I would really like to now if there are any rules of pronouncing these kind of words.

Thank you very much in advance for your answer :)!



Hi,

weiß irgendjemand wieso dass o und a bei chocolate nicht ausgesprochen wird?

Gibt es da irgendwelche Regeln die man bei der Aussprache von Wörtern beachten muss?


Danke im voraus!

28 Mar 2017 21:42
Yorumlar · 6
2

There's no answer to "why."

Although in my experience it's rare, in the United States people sometimes do pronounce the second "o" in chocolate (as a schwa). As a matter of fact, the American Heritage Dictionary online is showing me:

chôkə-lĭt, chôklĭt, chŏk-

so they apparently think chôkə-lĭt is the most common pronunciation.

In an entire 30-minute History Channel program about Milton Hershey, founder of Hershey's Chocolate, the narrator pronounces it as chôkə-lĭt throughout. One occurrence is at about 1:45.

http://www.biography.com/video/milton-hershey-full-episode-2074723193

Furthermore, in books--especially those written before 1950 or thereabouts--you will sometimes see the word spelled as "choklit" or something similar in quoted dialog, showing that the author believed this was non-standard or ignorant pronunciation--the correct pronunciation doubtless being chôkə-lit. A 1915 novel, for example, as a child saying:

"I don't s'pose he did ezackly," the child confessed. "But I was so afraid no one would want to paste pictures bad enough to come out today, that I promised 'freshments for all and a prize for the one who made the best book and Evelyn's got it. Evelyn, you better open up the box and treat the rest of us. A choc'lit drop would taste pretty good after working so hard.

I am almost sure that pronunciations such as "pleez" (for please), "choc'lit" (for chocolate), "veg'table" (for vegetable) were once considered ignorant, incorrect pronunciations that have now become standard.

 

29 Mart 2017
2

Hi Owe, In both words, the schwa sound can be uttered but can also be dropped (in the ways you indicated). Schwa sounds never carry stress and so they are vulnerable to being dropped altogether in some words, especially longer ones. There are no rules I know of.  You just have to listen and repeat.

Probably Americans don't say "comftable" because they generally sound their "r"s when they appear before other consonants.

28 Mart 2017
1

In English we have a pronunciation that changed throughout the time based in an old and almost static orthography. Because of that there is a huge difference between pronunciation and orthography.

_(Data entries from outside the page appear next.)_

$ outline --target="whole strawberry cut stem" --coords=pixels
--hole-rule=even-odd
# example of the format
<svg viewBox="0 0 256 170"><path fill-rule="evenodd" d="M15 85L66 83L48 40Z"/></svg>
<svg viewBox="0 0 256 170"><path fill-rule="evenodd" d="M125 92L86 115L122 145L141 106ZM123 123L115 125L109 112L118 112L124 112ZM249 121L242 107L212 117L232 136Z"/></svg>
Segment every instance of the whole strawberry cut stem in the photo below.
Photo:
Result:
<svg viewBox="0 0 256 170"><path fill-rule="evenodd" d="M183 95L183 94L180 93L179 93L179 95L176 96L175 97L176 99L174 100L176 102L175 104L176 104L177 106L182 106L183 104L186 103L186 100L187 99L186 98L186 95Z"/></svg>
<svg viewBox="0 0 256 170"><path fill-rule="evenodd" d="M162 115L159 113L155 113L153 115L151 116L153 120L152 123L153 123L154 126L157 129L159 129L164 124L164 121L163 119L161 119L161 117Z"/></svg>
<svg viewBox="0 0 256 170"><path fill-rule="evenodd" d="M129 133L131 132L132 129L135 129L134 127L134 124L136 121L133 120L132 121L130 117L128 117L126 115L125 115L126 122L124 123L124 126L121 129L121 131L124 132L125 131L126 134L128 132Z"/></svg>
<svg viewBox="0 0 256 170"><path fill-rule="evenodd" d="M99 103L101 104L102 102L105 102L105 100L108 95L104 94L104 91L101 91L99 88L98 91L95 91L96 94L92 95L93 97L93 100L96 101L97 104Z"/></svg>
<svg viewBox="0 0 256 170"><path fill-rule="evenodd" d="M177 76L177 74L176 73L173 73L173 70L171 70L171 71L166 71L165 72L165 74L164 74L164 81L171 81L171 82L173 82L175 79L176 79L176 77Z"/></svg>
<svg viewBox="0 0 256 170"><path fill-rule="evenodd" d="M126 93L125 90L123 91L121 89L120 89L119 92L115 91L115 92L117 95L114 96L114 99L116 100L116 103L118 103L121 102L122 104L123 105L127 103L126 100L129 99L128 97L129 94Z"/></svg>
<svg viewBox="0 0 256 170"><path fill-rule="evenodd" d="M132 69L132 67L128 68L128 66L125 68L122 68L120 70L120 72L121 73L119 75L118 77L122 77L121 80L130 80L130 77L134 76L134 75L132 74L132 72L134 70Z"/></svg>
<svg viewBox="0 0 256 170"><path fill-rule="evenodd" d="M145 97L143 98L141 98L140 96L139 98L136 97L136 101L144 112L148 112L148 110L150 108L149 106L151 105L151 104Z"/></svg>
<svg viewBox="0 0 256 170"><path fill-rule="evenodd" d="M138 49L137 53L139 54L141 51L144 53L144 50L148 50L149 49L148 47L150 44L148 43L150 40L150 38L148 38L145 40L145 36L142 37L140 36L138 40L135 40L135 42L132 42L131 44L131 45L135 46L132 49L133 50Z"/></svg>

Regardint to the R sound, in British English this sound is not pronounced at the end of syllables. For example, the contraction "aren't" is pronounced like /ˈɑrənt/ in American English, but like /ɑːnt/ in British English.

29 Mart 2017
1

In the US, the most common pronunciation of "comfortable" includes the R sound but has only three syllables: kumf--tər--bəl.

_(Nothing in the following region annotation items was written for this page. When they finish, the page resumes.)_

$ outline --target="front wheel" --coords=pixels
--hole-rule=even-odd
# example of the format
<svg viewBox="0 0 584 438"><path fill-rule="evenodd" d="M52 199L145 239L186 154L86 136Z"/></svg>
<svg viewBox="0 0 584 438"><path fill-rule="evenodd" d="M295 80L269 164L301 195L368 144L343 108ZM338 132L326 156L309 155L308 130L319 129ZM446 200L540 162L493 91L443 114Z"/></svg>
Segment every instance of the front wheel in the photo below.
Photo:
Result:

And, yet again, the American Heritage dictionary say I'm wrong--that's the least common of the three listed. The most common is four syllables, with the "R" pronounced; next, three syllables, without the R, the way Michael Chambers says the British say it. And the way I say it--three syllables, with the R, is the third listed.

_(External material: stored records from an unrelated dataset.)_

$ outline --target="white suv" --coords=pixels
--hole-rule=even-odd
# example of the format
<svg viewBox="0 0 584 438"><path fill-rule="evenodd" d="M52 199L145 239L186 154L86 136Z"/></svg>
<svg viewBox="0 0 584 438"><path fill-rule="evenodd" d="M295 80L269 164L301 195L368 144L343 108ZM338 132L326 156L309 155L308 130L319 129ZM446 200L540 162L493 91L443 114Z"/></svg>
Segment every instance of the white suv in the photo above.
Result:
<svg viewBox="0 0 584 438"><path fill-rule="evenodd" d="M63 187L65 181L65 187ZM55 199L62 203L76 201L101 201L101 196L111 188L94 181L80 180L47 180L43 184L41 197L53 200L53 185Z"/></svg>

com·fort·a·ble  (kŭmfər-tə-bəl, kŭmftə-bəl, kŭmftər-)

29 Mart 2017
1
That is the nature of the English language... a long time ago people used to say cho-co-lat and because of their accent and lack of education it slowly evolved into chaw-co-let and then just chawc-let. We could have invented a new spelling : "Choclette" or something.  BUT chocolate was introduced in Europe by the Spanish, so we copied their spelling. There are a lot of cases like this in English and SOMETIMES there is a good reason for it... but mostly it is because english has a lot of loan words from other languages and when the printing press was invented we all decided to use the original spelling of the word (usually latin) because it looks better. For example "island" comes from German, English people never pronounced the "S". When writing became more common a few centuries ago, they went with the French-derived spelling (isle) because perhaps they assumed "eye-land" was a Latin/French derived word even though it is from the German "Eiland". Thousands of mistaken cognates later you have the written English language. Makes for some interesting  history and a pain for English learners, I imagine.